WikiProject Politics

[edit]

The distribution of articles per importance rating for WikiProject Politics is as follows:

Rating N articles
Top 111
High 1,107
Mid 4,068
Low 18,469

The number of Top-importance articles will limit the size of our test set, so I decided to set away 30 articles to the test set, and use 80 for the training set. We have had reasonable success with creating fairly large proportion of synthetic samples, so having an additional 800 synthetic samples should be okay, giving us 880 articles per class.

Performance on the 120 article test set was about the same as for other projects, so I created a larger training set with 100 Top-importance articles, 1,000 synthetic samples, and 1,100 articles from the three other classes for a total of 4,400 articles. Using 10-fold cross-validation I found a minimum node size of 64 to have the lowest error, and that I should use 5,088 trees for predictions. With this setup, we get the following performance across the complete dataset:

Top High Mid Low Accuracy
Top 83 8 16 3 75.45%
High 221 439 271 175 39.69%
Mid 586 936 1,733 812 42.61%
Low 476 1,250 2,880 13,859 75.06%
Average 67.85%

Overall performance is on par with what we have seen in other projects. We also see that Top- and Low-importance are the classes that appear easier to predict, while performance on the other two classes is quite a lot lower. About 20% of the High-importance articles are predicted to be Low-importance, and about 10% of Mid-importance is predicted to be High-importance, something I wonder if will be picked up later during discussions. Inspecting some of the predicted reratings also indicates that they are not as clearly related to number of views and inlinks as we have seen in other projects, curious to see how that affects things too.

WikiProject Africa

[edit]

The distribution of articles per importance rating for WikiProject Africa is as follows:

Rating N articles
Top 2,264
High 1,249
Mid 4,054
Low 25,835

Whereas we before had a low number of Top-importance articles, we now have a large project with less limitation on dataset sizes. It's the number of High-importance articles that limits dataset size, but with almost 1,250 articles, it's not really a limitation compared to what we have seen previously. We first split the dataset up in separate training and test sets, and find classifier performance to be on par with what we have seen previously. While doing this, we did find several articles that were tagged multiple times by the project and given two different importance ratings, and I created a work list table for those as well.

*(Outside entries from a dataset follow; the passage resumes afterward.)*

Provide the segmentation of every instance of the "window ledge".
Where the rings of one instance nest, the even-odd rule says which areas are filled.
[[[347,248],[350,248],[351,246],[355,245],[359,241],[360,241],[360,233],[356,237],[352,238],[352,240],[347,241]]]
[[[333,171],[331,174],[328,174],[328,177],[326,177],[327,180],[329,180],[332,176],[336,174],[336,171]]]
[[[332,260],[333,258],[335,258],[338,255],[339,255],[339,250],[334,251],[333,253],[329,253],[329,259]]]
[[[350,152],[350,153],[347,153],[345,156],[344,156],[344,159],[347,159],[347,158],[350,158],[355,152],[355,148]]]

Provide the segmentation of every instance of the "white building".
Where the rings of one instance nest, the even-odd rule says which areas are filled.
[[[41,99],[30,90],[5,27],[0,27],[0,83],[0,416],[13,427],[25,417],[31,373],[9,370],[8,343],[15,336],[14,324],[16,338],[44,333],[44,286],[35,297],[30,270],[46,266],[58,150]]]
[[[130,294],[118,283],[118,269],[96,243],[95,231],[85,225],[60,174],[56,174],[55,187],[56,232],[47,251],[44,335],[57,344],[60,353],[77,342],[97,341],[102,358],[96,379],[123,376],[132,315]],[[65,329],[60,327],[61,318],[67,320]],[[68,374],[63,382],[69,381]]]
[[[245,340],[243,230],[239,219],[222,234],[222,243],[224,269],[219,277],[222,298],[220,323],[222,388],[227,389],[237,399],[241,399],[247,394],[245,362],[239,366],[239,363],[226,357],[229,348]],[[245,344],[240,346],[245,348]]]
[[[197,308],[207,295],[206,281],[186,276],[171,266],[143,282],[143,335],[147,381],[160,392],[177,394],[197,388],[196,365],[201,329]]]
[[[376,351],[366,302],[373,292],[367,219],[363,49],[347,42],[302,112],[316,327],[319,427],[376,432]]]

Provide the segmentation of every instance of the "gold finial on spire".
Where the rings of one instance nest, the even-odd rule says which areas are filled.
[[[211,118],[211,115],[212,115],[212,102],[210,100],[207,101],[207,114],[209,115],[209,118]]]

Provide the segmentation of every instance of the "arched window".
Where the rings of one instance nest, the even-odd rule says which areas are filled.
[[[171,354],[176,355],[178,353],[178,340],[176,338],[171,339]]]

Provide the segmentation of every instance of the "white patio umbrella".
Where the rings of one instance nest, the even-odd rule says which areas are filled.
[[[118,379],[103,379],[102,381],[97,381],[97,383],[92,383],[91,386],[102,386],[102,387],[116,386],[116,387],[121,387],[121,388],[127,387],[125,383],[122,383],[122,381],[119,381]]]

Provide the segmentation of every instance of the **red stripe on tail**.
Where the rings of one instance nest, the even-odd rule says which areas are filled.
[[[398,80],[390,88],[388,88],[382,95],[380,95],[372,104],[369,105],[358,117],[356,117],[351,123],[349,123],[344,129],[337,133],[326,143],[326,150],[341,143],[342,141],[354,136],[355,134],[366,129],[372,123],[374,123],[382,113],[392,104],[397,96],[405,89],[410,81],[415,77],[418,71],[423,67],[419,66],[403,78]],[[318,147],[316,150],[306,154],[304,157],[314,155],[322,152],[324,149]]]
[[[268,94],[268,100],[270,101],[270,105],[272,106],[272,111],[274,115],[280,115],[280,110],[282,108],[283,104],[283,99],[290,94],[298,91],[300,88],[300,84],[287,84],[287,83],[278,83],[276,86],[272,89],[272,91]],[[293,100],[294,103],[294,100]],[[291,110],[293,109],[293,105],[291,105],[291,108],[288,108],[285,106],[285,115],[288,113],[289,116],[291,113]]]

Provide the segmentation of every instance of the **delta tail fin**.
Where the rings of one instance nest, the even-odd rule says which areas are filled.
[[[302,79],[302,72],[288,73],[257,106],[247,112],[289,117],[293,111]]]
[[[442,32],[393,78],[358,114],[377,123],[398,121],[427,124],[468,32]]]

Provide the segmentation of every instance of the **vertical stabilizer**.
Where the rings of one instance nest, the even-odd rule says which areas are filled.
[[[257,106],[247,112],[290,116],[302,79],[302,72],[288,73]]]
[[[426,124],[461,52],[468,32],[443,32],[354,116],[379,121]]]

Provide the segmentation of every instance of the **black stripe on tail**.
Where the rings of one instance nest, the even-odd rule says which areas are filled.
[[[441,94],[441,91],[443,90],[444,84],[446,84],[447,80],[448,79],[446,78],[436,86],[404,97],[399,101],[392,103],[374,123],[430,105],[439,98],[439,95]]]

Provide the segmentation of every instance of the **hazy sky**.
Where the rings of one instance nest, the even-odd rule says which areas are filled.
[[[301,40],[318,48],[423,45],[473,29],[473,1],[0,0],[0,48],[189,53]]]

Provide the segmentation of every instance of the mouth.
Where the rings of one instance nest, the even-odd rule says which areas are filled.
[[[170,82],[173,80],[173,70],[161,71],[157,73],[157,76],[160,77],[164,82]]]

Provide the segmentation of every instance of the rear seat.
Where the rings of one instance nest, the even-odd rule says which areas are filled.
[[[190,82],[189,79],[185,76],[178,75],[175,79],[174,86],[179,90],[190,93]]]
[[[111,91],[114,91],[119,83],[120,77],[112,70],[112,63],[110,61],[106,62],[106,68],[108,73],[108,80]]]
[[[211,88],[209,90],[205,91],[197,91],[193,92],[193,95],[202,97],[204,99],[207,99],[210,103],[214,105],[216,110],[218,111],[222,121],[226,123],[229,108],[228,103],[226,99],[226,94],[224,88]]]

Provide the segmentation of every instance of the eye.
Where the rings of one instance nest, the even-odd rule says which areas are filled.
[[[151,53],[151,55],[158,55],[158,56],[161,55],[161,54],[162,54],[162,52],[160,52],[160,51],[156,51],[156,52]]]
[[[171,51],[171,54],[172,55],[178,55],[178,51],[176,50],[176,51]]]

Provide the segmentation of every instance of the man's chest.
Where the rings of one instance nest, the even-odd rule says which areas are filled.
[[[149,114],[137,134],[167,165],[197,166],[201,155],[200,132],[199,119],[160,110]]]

I chose to sample 1,240 articles from each category for the final training set. Using 10-fold cross-validation as before, I found that a minimum node size of 4 had the best performance, using 4,543 trees for the predictions. This resulted in the following confusion matrix for the full dataset:

Top High Mid Low Accuracy
Top 1,672 360 160 72 73.9%
High 440 422 155 232 33.8%
Mid 921 882 958 1,293 23.6%
Low 1,807 3,104 3,802 17,122 66.3%
Average 60.4%

Overall performance is comparable to other projects we have modelled. We see fairly strong performance for Top-importance articles, and good performance on Low-importance articles as well. High- and Mid-importance articles are not predicted as well. There is some indication that the High-importance articles look like Top-importance, which we've encountered in other projects too. It is somewhat worrying that predictions of Mid-importance articles are spread out across the board, but this is also a result of the input data as the project's importance ratings do not seem to map closely to neither number of views nor inlinks.